The chart below shows the March 2000 and October 2007 bubble peaks plotted as to how many points they had moved away from their 200-month moving average before they pulled fiercely back.
S&P 500
- Looking at the left chart of the S&P 500, we see the peak of the internet bubble was extended 1,051 points from its 200-month moving average on that date.
- The peak of the 2007 housing bubble was a not-so-absurd 634 points from its 200-month moving average on that date.
- This week, the S&P has become extended 1,253 points above its 200-month moving average, which is a roughly 20% greater over-extension than the peak of the internet bubble when the average stock lost 80% of its value in the two years that followed.
NASDAQ
- Looking at the right chart of the NASDAQ, we see the peak of the internet bubble was extended 4,279 points from its 200-month moving average on that date.
- The peak of the 2007 housing bubble was 1,206 points from its 200-month moving average on that date.
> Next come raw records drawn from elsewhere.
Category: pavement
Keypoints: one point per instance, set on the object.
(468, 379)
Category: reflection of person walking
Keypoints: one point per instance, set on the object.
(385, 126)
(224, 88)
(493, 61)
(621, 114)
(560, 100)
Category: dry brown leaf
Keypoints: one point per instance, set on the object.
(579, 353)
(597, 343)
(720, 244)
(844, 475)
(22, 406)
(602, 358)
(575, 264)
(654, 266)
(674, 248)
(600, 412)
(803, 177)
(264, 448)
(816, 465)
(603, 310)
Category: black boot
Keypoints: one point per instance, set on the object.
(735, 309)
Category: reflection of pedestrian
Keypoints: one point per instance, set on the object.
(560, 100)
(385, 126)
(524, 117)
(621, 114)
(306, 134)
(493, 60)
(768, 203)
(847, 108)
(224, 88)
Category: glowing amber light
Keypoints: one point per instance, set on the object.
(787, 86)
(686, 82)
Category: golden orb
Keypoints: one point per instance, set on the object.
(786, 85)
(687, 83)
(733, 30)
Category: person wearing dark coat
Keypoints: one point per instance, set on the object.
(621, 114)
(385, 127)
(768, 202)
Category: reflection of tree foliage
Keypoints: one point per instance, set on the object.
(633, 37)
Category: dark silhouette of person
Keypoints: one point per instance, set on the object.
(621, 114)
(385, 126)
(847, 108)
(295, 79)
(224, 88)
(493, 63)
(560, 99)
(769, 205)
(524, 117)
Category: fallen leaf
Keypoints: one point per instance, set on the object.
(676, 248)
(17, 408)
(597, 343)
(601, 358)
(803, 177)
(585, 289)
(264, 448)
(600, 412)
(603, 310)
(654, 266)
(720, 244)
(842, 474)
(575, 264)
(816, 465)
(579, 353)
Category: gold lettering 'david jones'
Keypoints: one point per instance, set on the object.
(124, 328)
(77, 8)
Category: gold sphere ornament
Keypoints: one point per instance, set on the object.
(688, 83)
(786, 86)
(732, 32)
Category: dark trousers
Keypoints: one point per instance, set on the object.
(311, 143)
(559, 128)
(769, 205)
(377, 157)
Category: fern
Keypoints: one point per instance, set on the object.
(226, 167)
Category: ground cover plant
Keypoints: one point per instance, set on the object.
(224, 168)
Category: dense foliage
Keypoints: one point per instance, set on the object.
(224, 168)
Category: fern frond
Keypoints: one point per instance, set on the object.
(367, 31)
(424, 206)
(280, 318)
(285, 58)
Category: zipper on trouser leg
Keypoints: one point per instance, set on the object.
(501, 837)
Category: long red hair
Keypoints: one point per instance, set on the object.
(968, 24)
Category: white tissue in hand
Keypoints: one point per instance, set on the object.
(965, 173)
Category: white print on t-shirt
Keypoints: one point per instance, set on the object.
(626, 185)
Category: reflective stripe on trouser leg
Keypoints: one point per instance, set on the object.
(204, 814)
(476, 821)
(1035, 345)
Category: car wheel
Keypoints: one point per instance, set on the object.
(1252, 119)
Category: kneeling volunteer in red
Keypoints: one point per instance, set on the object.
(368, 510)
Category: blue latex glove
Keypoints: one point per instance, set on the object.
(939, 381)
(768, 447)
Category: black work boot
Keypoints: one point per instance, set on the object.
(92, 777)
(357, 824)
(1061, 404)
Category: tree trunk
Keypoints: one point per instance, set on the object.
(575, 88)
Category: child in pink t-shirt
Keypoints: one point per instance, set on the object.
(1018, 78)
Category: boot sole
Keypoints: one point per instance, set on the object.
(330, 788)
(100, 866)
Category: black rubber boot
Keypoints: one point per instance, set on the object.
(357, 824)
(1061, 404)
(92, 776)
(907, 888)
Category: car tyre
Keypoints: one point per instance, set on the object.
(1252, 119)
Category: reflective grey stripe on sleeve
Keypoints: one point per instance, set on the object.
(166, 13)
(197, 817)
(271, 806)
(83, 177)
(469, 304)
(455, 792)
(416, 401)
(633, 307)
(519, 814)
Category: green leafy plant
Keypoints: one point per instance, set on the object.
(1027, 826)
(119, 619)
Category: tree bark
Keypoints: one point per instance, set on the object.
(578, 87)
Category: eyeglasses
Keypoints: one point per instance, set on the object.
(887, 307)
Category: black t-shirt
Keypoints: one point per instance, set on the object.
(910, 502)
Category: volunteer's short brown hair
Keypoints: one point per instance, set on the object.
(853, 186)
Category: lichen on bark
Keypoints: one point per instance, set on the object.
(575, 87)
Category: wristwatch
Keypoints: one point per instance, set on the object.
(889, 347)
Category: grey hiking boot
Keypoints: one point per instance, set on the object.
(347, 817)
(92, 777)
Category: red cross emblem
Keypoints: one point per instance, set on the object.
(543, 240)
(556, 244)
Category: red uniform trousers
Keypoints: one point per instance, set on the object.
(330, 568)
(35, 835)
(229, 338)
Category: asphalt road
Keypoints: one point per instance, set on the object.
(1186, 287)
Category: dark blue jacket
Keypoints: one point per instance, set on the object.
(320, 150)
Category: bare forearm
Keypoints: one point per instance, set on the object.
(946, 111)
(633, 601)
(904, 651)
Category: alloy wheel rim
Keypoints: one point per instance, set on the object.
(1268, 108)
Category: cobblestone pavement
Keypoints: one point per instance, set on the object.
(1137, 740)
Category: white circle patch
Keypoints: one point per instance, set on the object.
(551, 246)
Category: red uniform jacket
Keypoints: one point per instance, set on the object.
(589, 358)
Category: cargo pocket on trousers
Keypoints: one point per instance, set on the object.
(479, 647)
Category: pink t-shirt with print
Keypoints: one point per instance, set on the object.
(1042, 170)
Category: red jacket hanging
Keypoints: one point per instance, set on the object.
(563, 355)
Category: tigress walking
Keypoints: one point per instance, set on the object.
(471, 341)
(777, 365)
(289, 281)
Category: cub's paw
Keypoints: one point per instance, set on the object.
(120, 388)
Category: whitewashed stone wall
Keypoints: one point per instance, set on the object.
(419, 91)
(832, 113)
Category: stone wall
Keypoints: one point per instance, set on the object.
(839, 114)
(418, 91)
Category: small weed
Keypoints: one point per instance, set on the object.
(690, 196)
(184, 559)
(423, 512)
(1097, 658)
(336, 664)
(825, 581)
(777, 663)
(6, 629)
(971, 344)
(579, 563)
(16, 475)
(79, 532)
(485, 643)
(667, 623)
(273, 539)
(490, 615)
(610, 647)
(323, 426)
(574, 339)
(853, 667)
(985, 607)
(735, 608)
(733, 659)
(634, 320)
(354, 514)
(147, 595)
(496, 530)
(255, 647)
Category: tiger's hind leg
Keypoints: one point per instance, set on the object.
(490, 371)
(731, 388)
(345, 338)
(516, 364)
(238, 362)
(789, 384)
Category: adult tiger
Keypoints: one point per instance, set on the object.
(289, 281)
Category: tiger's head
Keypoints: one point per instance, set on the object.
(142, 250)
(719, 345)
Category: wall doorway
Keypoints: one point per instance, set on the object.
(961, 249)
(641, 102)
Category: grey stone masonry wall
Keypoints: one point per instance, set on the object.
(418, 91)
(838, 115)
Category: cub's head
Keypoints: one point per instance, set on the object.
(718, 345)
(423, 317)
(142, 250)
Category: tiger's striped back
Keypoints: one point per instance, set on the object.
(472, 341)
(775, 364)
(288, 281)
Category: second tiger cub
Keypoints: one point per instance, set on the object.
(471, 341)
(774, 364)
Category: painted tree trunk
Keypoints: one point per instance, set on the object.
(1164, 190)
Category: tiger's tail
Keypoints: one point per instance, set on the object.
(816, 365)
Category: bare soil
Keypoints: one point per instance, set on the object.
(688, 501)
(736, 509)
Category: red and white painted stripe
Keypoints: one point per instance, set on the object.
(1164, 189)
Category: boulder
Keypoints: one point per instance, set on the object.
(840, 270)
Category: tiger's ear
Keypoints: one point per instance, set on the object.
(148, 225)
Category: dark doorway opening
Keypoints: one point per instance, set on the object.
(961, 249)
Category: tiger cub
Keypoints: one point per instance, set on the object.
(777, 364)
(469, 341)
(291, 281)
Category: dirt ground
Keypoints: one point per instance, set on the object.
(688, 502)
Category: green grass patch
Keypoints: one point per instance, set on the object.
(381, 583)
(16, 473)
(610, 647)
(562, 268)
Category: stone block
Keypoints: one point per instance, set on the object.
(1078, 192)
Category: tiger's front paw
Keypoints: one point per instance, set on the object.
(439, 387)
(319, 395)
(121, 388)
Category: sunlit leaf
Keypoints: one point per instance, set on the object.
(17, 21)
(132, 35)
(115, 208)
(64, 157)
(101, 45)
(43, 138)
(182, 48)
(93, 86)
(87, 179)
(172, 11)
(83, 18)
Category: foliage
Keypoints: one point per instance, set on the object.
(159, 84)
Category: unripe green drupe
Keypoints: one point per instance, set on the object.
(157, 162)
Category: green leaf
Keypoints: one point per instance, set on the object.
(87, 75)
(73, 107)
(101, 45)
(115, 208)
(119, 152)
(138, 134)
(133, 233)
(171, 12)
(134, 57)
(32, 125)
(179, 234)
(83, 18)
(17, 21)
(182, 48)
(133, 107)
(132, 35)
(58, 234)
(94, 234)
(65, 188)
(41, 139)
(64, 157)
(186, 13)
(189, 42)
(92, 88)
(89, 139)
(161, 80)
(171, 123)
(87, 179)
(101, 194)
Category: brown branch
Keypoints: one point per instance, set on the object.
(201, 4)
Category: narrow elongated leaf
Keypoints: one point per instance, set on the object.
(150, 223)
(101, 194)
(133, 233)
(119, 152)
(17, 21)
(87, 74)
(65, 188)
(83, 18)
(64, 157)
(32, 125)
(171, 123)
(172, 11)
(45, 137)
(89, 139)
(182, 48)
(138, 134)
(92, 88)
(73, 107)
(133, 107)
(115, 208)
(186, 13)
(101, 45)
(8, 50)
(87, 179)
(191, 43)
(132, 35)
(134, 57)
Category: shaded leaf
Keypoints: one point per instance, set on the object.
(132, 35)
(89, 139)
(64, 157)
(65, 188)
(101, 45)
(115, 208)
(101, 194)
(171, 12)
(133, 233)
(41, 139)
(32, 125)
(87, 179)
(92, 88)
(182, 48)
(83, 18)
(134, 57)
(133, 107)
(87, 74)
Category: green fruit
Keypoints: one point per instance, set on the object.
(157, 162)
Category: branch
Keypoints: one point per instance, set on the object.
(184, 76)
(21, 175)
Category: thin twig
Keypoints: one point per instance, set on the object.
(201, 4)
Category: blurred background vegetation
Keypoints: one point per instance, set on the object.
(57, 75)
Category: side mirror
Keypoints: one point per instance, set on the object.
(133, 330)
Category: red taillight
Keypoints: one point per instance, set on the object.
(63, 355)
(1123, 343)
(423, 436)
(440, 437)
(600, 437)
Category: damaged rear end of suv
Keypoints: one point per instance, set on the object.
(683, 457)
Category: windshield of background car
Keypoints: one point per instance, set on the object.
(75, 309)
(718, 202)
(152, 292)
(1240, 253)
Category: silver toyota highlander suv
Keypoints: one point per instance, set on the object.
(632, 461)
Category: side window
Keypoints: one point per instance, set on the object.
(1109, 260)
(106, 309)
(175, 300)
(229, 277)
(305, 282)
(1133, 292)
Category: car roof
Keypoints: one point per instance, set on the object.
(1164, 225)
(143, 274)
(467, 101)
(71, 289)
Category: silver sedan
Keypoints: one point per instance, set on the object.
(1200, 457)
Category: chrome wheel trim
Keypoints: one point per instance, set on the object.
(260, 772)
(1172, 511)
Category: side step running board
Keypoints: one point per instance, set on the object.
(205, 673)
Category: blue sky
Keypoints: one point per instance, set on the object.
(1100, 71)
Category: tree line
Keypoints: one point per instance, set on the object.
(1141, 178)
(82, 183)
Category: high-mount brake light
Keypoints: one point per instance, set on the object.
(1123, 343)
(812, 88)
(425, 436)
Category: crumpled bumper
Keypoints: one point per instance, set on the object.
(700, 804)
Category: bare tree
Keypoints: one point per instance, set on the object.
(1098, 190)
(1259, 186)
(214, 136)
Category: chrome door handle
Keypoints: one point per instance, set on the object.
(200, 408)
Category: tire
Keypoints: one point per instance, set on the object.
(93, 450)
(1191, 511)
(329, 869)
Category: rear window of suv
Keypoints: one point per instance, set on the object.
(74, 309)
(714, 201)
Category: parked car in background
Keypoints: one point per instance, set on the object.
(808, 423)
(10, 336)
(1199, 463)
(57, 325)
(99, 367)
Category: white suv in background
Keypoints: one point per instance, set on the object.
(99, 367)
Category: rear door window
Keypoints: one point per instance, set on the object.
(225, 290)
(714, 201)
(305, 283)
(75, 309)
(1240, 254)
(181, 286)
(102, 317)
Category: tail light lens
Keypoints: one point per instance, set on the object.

- This week, the NASDAQ has become extended 4,031 points above its 200-month moving average, which is just a few percentage points from matching the NASDAQ's internet-bubble peak, which is considered the most absurd financial event in history as the average stock lost 80% of its value in the two years that followed.
Many talking heads in the media are saying we are not in a bubble, that things are different this time. Perhaps it is best for investors to judge for themselves.